Admires ARW's "Theory of birds' nests" [J. Travel & Nat. Hist. 1 (1868): 73].
Discusses their respective views on birds' nests, sexual selection, and protection.
Asks why, if brilliant colours of female butterflies are result of protective mimicry, do not males become equally brilliant? CD believes variation in females alone accounts for it, rather than protection.
Down. | Bromley. | Kent. S.E.
My dear Wallace
I have been deeply interested by your admirable article on Birds' nests.— I am delighted to see that we really differ very little,—not more than two men almost always will—
You do not lay much or any stress on new characters spontaneously appearing in one sex (generally the male) & being transmitted exclusively, or more commonly only in excess, to that sex.— I on the other hand formerly paid far too little attention to protection. I had only a glimpse of the truth. But even now I do not go quite as far as you.— I cannot avoid thinking rather more than you do about the exceptions in nesting to the rule, especially the partial exceptions, i.e when there is some little difference between the sexes in species which build concealed nests.

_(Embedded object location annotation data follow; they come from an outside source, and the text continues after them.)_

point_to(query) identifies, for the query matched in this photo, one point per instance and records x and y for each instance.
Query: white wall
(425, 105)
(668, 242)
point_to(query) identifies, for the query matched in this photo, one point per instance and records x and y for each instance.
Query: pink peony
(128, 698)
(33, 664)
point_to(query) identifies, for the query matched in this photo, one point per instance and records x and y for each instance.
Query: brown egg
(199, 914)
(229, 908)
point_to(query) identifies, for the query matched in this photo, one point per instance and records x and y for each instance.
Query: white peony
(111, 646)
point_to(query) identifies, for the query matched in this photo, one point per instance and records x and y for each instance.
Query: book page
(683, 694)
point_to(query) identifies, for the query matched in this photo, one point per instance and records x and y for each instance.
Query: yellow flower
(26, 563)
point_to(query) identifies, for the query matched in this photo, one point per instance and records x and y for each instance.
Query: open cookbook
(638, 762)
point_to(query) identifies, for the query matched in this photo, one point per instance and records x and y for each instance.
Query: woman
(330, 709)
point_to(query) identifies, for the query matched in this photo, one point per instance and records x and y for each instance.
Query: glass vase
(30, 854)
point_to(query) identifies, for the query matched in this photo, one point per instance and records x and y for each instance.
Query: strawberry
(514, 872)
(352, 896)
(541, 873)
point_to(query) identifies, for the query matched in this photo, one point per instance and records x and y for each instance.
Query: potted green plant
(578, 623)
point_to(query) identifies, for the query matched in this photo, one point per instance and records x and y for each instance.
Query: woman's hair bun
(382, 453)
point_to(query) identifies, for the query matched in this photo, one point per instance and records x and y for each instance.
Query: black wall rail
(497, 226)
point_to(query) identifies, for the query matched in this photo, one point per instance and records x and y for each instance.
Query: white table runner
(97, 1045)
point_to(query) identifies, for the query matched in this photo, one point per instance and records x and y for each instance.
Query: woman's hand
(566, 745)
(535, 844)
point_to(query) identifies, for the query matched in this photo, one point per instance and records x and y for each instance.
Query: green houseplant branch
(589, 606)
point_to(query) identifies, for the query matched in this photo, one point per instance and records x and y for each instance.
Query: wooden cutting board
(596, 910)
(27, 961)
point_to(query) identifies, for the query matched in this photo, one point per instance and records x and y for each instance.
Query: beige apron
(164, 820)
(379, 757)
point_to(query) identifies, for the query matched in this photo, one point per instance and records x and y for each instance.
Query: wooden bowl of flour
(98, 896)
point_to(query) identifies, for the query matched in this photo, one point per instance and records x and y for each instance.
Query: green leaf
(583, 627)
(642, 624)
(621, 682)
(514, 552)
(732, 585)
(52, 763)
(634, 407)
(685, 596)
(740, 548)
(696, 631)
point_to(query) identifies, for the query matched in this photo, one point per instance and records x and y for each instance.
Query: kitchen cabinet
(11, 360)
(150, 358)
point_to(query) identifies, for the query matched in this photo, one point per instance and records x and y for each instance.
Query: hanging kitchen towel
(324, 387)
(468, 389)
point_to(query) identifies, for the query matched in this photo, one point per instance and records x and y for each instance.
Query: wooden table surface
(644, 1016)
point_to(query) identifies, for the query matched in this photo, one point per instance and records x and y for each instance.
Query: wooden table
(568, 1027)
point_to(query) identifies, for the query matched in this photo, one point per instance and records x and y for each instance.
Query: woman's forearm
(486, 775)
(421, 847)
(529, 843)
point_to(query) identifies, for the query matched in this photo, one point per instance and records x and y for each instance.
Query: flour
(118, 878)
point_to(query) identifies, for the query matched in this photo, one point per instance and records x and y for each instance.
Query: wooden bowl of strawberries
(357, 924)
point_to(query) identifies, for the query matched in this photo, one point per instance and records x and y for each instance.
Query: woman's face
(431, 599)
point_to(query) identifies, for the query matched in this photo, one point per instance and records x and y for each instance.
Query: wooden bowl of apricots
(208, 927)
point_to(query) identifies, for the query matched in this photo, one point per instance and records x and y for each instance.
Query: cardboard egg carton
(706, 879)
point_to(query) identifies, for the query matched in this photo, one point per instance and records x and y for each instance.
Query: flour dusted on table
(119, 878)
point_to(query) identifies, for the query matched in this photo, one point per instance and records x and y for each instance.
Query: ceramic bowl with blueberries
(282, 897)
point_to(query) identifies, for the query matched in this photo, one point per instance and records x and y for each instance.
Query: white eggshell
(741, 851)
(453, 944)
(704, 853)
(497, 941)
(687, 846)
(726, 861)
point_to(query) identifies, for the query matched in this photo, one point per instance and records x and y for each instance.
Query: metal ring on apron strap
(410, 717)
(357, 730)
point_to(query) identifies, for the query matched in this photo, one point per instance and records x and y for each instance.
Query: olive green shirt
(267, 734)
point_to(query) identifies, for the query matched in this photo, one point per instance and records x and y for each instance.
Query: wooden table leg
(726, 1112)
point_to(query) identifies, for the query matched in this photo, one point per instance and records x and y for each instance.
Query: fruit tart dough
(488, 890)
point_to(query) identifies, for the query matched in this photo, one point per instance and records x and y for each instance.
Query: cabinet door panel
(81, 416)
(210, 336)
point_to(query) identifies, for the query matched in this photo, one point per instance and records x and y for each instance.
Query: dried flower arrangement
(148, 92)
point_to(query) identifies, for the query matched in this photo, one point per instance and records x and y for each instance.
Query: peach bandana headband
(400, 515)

I am not quite satisfied about the incubating males: there is so little difference in conspicuousness between the sexes.— I wish with all my heart I could could go the whole length with you.— You seem to think that male birds probably select the most beautiful females; I must feel some doubt on this head, for I can find no evidence of it. Though I am writing so carping a note, I admire the article thoroughily.—
And now I want to ask a question.— When female Butterflies
are more brilliant than their males you believe that they have
in most cases or in all cases been rendered brilliant so as to
mimic some other species & thus escape danger. But can you
account for the males not having been rendered equally
brilliant & equally protected. Although it may be most for
the welfare of the species that the female should be
protected, yet it would be some advantage, certainly no
disadvantage, for the unfortunate male to enjoy an equal
immunity from danger. For my part, I should say that the female
alone had happened to vary in the right manner, & that the
beneficial variations had been transmitted to the same sex
alone.— Believing in this, I can see no improbability (but
from analogy of domestic animals a strong probability) that
variations leading to beauty must often have occurred in the
males alone, & been transmitted to that sex alone. Thus I sh
I hope that your Eastern Book progresses well—
My dear Wallace | Yours sincerely | C. Darwin
- f1 6121.f1The year is established by the reference to A. R. Wallace 1868 (see n. 2, below).
- f2 6121.f2CD refers to Wallace's paper `A theory of birds' nests', which appeared in the April 1868 issue of Journal of Travel and Natural History (A. R. Wallace 1868).
- f3 6121.f3Wallace had argued that birds with both sexes brightly coloured built concealed nests while those with only one of the sexes brightly coloured built open nests (A. R. Wallace 1868, p. 78).
- f4 6121.f4Wallace had given examples of birds in which the female was more brightly coloured than the male and noted that in these rare cases the male incubated the eggs (A. R. Wallace 1868, pp. 83--4).
- f5 6121.f5CD probably refers to a passage where Wallace states that `the normal action of `sexual selection' is to develop colour and beauty in both sexes, by the preservation and multiplication of all varieties of colour in either sex which are pleasing to the other' (A. R. Wallace 1868, p. 82).
- f6 6121.f6See, for example, A. R. Wallace 1866 and [A. R. Wallace] 1867b, pp. 24--5.
- f7 6121.f7CD refers to The Malay Archipelago (A. R. Wallace 1869). CD had encouraged Wallace to write the book (see letter from A. R. Wallace, 7 February 1868, n. 4, and letter to A. R. Wallace, 22 February ).